BGH: Anspruch auf rechtliches Gehör – „Melissengeist“

BGH, Beschluss vom 21.02.2008 – I ZB 70/07
§ 83 Abs. 3 Nr. 3 MarkenG, Art. 103 Abs. 1 GG

Das Bundespatentgericht hat den Anspruch der Markeninhaberin auf rechtliches Gehör nicht dadurch verletzt, dass es den Begriff „Melissengeist“ als Warenbezeichnung ohne jegliche Unterscheidungskraft angesehen hat. (Rn. 9)

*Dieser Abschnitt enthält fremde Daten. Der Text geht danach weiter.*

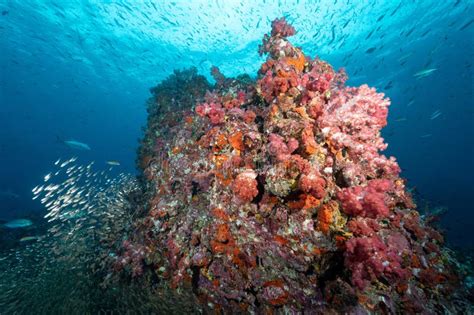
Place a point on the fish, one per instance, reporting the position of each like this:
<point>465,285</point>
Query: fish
<point>370,50</point>
<point>424,73</point>
<point>436,114</point>
<point>29,238</point>
<point>9,194</point>
<point>77,145</point>
<point>18,223</point>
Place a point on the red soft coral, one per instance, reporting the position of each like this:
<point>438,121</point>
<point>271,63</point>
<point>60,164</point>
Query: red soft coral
<point>282,28</point>
<point>245,186</point>
<point>369,201</point>
<point>312,183</point>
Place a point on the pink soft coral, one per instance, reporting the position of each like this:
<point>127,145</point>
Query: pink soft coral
<point>369,201</point>
<point>245,186</point>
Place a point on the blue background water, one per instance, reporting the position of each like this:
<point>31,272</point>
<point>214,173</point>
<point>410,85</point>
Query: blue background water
<point>82,69</point>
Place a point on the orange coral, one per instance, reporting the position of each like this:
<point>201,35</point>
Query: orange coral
<point>236,141</point>
<point>307,136</point>
<point>326,216</point>
<point>297,62</point>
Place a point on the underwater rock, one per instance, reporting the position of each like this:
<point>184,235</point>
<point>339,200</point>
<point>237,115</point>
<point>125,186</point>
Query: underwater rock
<point>272,196</point>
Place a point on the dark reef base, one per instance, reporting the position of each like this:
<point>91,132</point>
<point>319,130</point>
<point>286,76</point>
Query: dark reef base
<point>272,196</point>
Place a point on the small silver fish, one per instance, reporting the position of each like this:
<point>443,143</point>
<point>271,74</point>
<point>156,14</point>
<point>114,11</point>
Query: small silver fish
<point>29,238</point>
<point>77,145</point>
<point>18,223</point>
<point>424,73</point>
<point>113,163</point>
<point>435,115</point>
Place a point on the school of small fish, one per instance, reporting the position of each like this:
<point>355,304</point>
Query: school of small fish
<point>86,210</point>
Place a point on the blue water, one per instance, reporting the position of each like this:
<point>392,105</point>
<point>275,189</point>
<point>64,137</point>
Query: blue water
<point>82,70</point>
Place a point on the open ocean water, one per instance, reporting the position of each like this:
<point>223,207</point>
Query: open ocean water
<point>75,79</point>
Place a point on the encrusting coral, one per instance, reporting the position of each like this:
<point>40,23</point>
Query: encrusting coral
<point>272,195</point>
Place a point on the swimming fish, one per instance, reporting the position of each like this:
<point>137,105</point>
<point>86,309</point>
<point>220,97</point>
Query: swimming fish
<point>29,238</point>
<point>77,145</point>
<point>9,194</point>
<point>18,223</point>
<point>113,162</point>
<point>424,73</point>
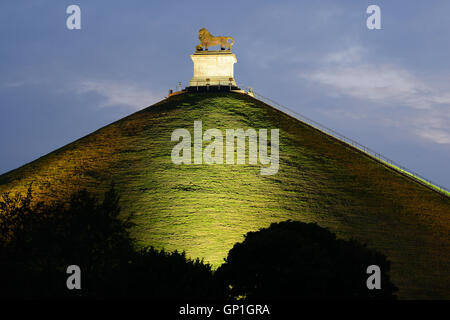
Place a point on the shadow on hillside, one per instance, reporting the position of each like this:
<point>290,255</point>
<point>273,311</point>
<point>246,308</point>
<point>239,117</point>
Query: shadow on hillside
<point>288,260</point>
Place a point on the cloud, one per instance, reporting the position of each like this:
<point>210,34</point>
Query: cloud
<point>131,95</point>
<point>389,87</point>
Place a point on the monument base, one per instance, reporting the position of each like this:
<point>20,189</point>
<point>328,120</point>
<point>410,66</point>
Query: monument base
<point>213,68</point>
<point>211,88</point>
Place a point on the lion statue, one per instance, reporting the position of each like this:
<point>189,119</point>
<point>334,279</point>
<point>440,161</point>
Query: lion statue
<point>208,40</point>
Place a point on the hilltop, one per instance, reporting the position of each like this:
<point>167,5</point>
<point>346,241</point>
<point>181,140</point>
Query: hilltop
<point>205,209</point>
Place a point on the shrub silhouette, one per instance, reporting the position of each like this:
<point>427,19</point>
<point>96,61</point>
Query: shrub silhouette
<point>38,242</point>
<point>297,260</point>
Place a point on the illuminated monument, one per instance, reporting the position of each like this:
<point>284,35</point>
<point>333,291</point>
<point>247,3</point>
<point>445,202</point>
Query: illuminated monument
<point>213,70</point>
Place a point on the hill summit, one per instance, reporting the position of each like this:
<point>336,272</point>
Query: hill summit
<point>205,208</point>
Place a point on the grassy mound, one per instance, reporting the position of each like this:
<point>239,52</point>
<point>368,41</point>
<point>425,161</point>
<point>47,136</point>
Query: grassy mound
<point>205,209</point>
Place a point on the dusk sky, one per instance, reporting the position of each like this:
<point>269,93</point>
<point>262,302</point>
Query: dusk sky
<point>389,89</point>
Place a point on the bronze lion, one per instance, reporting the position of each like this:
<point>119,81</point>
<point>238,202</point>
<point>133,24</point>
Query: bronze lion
<point>208,40</point>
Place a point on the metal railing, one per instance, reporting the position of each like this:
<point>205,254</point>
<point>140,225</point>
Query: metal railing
<point>410,173</point>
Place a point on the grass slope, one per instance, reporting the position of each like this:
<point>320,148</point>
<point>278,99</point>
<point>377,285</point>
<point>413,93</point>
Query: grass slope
<point>205,209</point>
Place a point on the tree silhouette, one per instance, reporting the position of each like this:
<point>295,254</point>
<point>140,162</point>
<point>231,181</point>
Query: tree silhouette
<point>291,260</point>
<point>38,242</point>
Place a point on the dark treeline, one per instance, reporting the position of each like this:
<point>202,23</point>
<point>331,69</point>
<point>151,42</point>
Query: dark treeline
<point>287,260</point>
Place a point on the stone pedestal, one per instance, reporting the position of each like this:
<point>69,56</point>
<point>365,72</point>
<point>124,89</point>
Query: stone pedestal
<point>214,68</point>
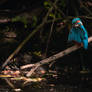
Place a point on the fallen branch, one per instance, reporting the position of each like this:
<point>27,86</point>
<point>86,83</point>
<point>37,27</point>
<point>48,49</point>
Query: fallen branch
<point>29,36</point>
<point>54,57</point>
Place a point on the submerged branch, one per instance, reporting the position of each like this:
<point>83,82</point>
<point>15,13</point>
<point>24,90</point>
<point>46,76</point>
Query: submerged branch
<point>29,36</point>
<point>54,57</point>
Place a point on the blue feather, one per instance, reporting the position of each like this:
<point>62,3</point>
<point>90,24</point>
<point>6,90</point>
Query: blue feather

In dem Rechtsbeschwerdeverfahren

betreffend die Marke Nr. 399 70 457

Der I. Zivilsenat des Bundesgerichtshofs hat am 21. Februar 2008 durch die Richter Dr. Bergmann, Pokrant, Dr. Schaffert, Dr. Kirchhoff und Dr. Koch
beschlossen:

Die Rechtsbeschwerde gegen den an Verkündungs Statt am 26. Juni 2007 zugestellten Beschluss des 25. Senats (Marken-Beschwerdesenats) des Bundespatentgerichts wird auf Kosten der Markeninhaberin zurückgewiesen.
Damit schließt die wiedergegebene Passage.